I did no actual writing of my novel, and damned little thinking about it. I just lay about and re-read Hardy's "The Trumpet Major". I wanted to see if my poor impression of this work, from my first reading, was sustained on a re-visit. It was. Occasionally it contains a line of description, or a section of dialogue, that is worthy of the great man but overall it is lightweight and uninteresting. Of course it would never have been published had it not Hardy's name attached, but I suppose the same could be said of some of my lesser works!

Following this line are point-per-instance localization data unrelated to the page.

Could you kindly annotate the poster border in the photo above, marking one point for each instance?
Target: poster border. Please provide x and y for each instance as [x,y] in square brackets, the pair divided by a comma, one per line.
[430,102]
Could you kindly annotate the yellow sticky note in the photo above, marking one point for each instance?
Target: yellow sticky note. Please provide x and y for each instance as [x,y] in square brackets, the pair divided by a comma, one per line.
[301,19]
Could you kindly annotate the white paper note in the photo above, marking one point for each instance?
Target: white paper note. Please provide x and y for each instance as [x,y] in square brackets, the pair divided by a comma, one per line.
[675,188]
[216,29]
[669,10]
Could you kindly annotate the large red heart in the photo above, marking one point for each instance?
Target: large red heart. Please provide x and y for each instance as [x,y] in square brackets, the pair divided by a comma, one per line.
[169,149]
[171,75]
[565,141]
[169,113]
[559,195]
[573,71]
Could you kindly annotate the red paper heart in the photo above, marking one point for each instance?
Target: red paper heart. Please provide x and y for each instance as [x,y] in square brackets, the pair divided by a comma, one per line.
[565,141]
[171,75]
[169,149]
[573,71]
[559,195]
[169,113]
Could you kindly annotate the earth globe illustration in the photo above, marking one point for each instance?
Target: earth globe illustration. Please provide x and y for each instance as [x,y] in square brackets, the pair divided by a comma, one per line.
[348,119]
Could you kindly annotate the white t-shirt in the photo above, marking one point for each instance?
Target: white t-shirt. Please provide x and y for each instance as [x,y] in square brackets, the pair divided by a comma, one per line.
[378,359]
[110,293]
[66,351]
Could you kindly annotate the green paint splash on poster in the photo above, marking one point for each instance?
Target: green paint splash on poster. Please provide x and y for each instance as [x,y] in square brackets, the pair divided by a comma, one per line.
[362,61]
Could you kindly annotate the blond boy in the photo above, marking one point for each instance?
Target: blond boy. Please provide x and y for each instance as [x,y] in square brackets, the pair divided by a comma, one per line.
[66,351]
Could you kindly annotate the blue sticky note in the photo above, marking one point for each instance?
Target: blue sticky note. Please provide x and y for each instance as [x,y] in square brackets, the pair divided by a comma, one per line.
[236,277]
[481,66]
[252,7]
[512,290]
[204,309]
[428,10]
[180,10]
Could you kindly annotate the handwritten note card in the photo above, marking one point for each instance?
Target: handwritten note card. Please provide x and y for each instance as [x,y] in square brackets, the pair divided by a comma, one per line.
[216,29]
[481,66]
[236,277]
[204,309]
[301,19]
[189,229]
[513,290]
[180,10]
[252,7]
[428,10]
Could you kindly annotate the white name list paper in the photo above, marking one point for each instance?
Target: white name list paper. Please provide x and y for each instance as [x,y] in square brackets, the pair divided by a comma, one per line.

I went out and bought some cigars. About 4.30 went up to Hoher Salzburg. A very Margate-ish crowd; indeed the same sort of crowds everywhere. They stream into the town daily. Coming home, I met Kommer; or rather he stopped me and offered me a piece of paper. For a second I didn't know him. He had inquired at all the hotels for me (including this one) without success. He had then gone to the police, who informed him at once that E.A.B. was staying at the Oesterreichischer, and gave him a bit of paper to that effect; this was the paper he was exhibiting to me in the street.
Kommer told us that when he was producing "The Miracle" in Cleveland (staggering success) he could never get any eatable food there. He said that when he and Diana Cooper dined at the house of the richest millionaire in Cleveland, the ices were actually bought at a store - not made in the house. He said that the modesty of Asquith's country house "The Wharfe" was one of the things that struck him most. Said it couldn't happen anywhere else. Asquith had been PM for eight years. He said that in any other country a man who had been PM for eight months would retire rich.
He said he was now working on the German version of "The Great Adventure" and that Reinhardt would do it in both Berlin and Vienna. Probably some delay as there was a great row between German managers and German stars. The managers had decided that no star should get more than £15 a night and the stars had struck. He said that the actor who took Ilam Carve made as much as £100 a night because he took 25% of the receipts. When I told him the plot of my "Flora", he said it was a sign of a wholesome public that such a plot, so simple, should be certain to arouse protest. He said that in Berlin, if you wanted to make a scandal in a theatre, you had to have a mother committing incest with two sons; one wasn't enough.
Rudolf K. Kommer (1886 in Chernivtsi - 1943 in Manhattan ) was a journalist and impresario , a long time associate of Max Reinhardt. Dr Rudolf Kommer, was the right hand man of the theatre producer Max Reinhardt, in whose production of "The Miracle" Diana Cooper, Duff's wife, starred for ten years between 1924-33.